Behavioral Observatory labels are stored in:
public.eval_behavioral_labels
Purpose:
Store first-class Behavioral Observatory labels for Eval Labs run items.

Key fields

The table stores:
run_id
run_item_id
owner_user_id
reviewer_user_id
intent
guest_affect
response_strategy
humanness
notes
status
payload
created_at
updated_at
The important product distinction:
eval_item_reviews = Review Queue review evidence
eval_behavioral_labels = Behavioral Observatory label evidence
Do not collapse those two meanings.

Label values

Current intent values:
Booking Help
Check-In
Checkout
Billing
Noise
Room Issue
Concierge
Other
Current guest_affect values:
Neutral
Mildly Upset
Upset
Grateful
Current response_strategy values:
Acknowledge
Apology
Offer
Escalation
Current humanness range:
1 through 7
Current status values:
draft
saved

One-label rule

There is one label per reviewer per run item. The current uniqueness rule is:
unique (run_item_id, reviewer_user_id)
Saving again updates the same reviewer’s label for that run item instead of creating a second label.

RLS assumptions

Current RLS uses the Clerk JWT subject:
auth.jwt() ->> 'sub'
The current policies require the signed-in user to match:
owner_user_id
reviewer_user_id
eval_runs.created_by
This is intentionally narrow. The current narrow contract assumes:
reviewer = signed-in owner/user
That means current policies are not yet the broader evaluator-reviewing-owner-run workflow.

Current limitation

The current persistence model is good for owner/user-owned run labeling on the privileged Behavioral Observatory surface. It is not yet sufficient for a future workflow where:
an evaluator reviews an owner/admin run
That future workflow requires policy and product changes so the reviewer can read/write the correct row without pretending to own the run. Do not claim this is already implemented.

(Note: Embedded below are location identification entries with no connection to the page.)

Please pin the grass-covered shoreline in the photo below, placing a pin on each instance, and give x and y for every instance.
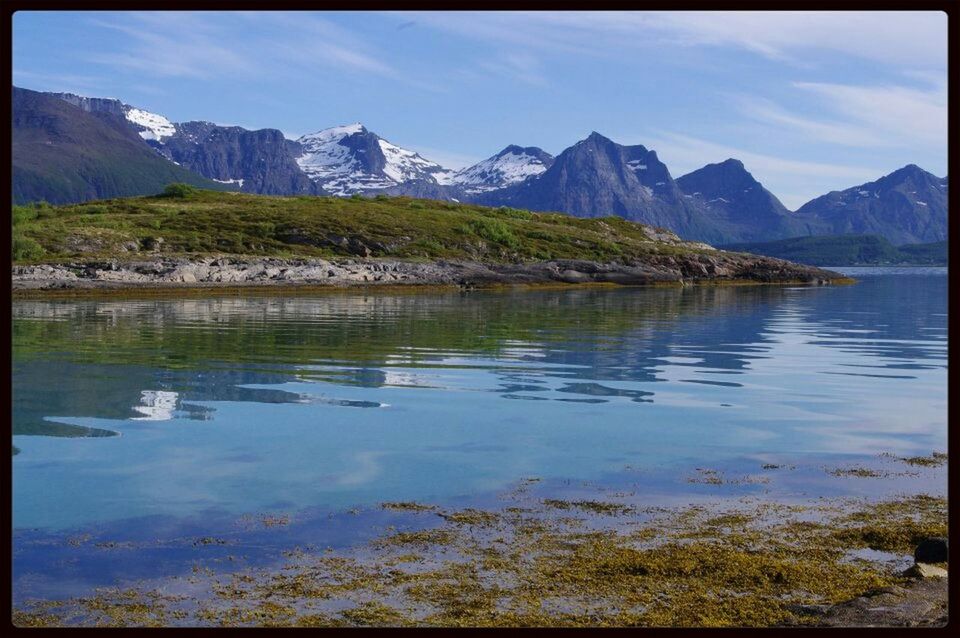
(188, 238)
(598, 559)
(199, 223)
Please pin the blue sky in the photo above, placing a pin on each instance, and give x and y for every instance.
(810, 101)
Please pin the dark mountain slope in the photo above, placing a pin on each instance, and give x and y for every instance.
(260, 161)
(737, 203)
(907, 206)
(62, 154)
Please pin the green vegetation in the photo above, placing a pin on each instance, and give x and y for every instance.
(203, 223)
(688, 567)
(847, 250)
(176, 191)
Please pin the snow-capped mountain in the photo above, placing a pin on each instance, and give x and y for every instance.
(348, 159)
(908, 206)
(719, 203)
(510, 166)
(149, 125)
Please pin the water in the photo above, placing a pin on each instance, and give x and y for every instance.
(203, 410)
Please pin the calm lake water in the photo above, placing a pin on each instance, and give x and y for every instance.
(204, 410)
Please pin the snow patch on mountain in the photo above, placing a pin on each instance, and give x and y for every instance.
(152, 126)
(510, 166)
(330, 159)
(403, 165)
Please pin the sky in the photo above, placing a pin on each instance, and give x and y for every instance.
(809, 101)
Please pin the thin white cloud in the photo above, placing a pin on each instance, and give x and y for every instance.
(794, 182)
(897, 114)
(833, 132)
(202, 45)
(910, 39)
(518, 65)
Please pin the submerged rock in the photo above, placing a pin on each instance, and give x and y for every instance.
(923, 570)
(931, 550)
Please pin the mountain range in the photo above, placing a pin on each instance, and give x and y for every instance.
(71, 148)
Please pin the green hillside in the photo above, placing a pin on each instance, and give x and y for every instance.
(190, 221)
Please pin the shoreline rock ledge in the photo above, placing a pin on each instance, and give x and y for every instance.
(223, 271)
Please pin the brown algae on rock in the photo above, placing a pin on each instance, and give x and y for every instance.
(690, 566)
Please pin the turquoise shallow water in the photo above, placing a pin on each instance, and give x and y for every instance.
(248, 404)
(210, 412)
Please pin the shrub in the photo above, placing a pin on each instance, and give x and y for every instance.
(23, 214)
(513, 213)
(26, 248)
(493, 230)
(178, 191)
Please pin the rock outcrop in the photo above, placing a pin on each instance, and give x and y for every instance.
(215, 272)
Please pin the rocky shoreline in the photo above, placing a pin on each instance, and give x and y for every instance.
(227, 271)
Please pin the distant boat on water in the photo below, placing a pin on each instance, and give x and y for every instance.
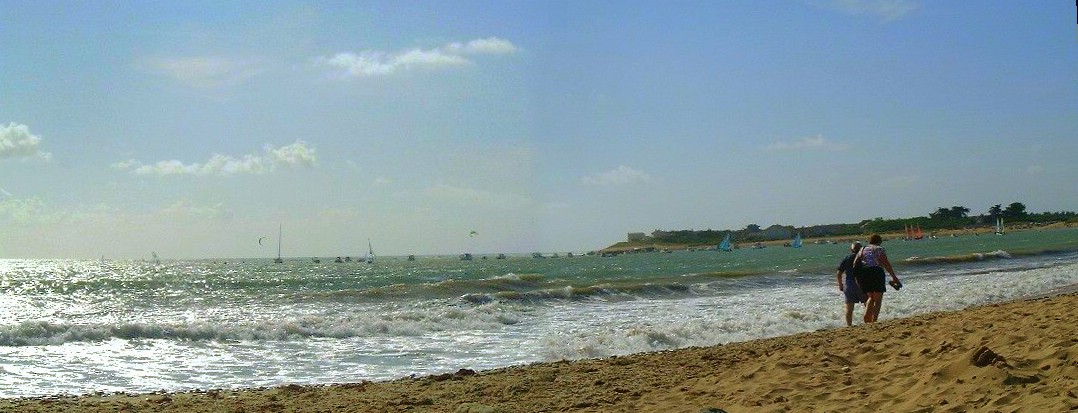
(280, 229)
(913, 233)
(370, 252)
(724, 245)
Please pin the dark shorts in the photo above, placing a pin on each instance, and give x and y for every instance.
(872, 279)
(853, 292)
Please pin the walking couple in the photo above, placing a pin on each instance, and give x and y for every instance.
(866, 279)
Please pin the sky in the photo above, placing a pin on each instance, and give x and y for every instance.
(193, 128)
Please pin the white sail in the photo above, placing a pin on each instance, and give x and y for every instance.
(370, 252)
(724, 245)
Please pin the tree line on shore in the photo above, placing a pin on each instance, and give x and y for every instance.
(953, 218)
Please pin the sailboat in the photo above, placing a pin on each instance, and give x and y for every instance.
(279, 230)
(724, 245)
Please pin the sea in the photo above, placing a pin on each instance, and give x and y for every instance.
(74, 327)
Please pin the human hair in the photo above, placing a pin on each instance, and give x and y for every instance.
(856, 246)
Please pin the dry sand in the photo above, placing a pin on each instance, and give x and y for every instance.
(1011, 357)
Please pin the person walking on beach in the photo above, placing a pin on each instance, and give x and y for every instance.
(847, 284)
(871, 277)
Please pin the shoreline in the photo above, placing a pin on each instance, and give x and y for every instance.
(1021, 353)
(625, 247)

Saved / unsaved / error states

The UI should preserve these truth states:
  • derived: suggested from existing run/review context, not saved
  • unsaved: reviewer changed values but did not save
  • saving: save is in progress
  • saved: Supabase confirmed the label
  • error: save/load failed
Only saved should be treated as persisted Behavioral Observatory label data.

SQL workflow

Canonical migrations live in:
supabase/migrations
Human copy/paste SQL helpers live in:
scripts/sql
scripts/sql exists so an operator can open SQL in Finder/CotEditor and copy/paste into the Supabase SQL Editor. scripts/sql is not proof that a migration was applied. After applying SQL, run the matching verify SQL and confirm the live schema, policies, and counts.

Current helper files

Apply helper:
scripts/sql/20260603_apply_eval_behavioral_labels.sql
Verify helper:
scripts/sql/20260603_verify_eval_behavioral_labels.sql
Canonical migration:
supabase/migrations/20260603000000_eval_behavioral_labels.sql

Future support

Future evaluator workflows may require:
  • owner/admin assignment records
  • evaluator-to-owner review grants
  • RLS policies that allow assigned reviewers to label owner runs
  • clearer reviewer/owner separation in UI copy
  • audit views for who saved which Behavioral Observatory label
Treat these as future/deferred until implemented and verified.